Monday, January 27, 2014

Gus Deeds, 60 Minutes, and the Why of It All

Did you see Senator Creigh Deeds on 60 Minutes last night? If you didn't, stop reading and watch it, below, before you read on.



Such a tragic story, and such a damning and pointed message at society: Gus was a great kid. He was a perfect son. It's clear the system failed. It's clear that it failed Gus. It killed Gus.

It fails so many of our children: lack of doctors, lack of beds, lack of treatment, lack of visibility, lack of compassion, lack of understanding - they are all killers.

Why, in Chicago, Illinois, does it take six to eight weeks to get a first appointment with a psychiatrist? Yes - that's the average wait. That's how long we had to wait to get an appointment with an adult psychiatrist when Tim transitioned from residential to home care.

Why, at the University of New Mexico hospital, are there, right now, children waiting days in the ER for a bed on the psychiatric ward? Yes - that is happening, today.

Why is the Federal Center for Medicare Services trying to restrict access to anti-psychotic medication for persons on Medicare Part D? Yes - it is under review, now. Write to your Senator to urge him or her to contact CMS.

Why is Congressman Tim Murphy's Helping Families in Mental Health Crisis Act still sitting, waiting for a committee hearing? Yes - it is an important bill to help increase the number of beds available,  bring services to rural areas, and help clarify HIPAA law so that parents of children over age 18 can still be involved in our childrens' care.

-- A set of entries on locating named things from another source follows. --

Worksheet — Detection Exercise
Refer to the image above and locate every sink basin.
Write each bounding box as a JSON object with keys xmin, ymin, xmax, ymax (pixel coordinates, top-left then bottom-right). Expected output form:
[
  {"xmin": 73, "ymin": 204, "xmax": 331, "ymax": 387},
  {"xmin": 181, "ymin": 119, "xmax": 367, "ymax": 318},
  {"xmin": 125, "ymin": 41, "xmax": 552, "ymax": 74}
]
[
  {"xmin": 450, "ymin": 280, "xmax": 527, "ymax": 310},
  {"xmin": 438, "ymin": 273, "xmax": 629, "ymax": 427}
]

Why is the standard for discharge from a mental health hospital that the patient is no longer in  imminent danger, instead of stability? Yes - this is the national standard, and it usually leads to a person being discharged long before they are stable.

If you have another few minutes, watch the follow up piece 60 minutes did about the stigma of raising a  child with a mental illness. They laugh about casseroles. Because all that's left is for us to laugh.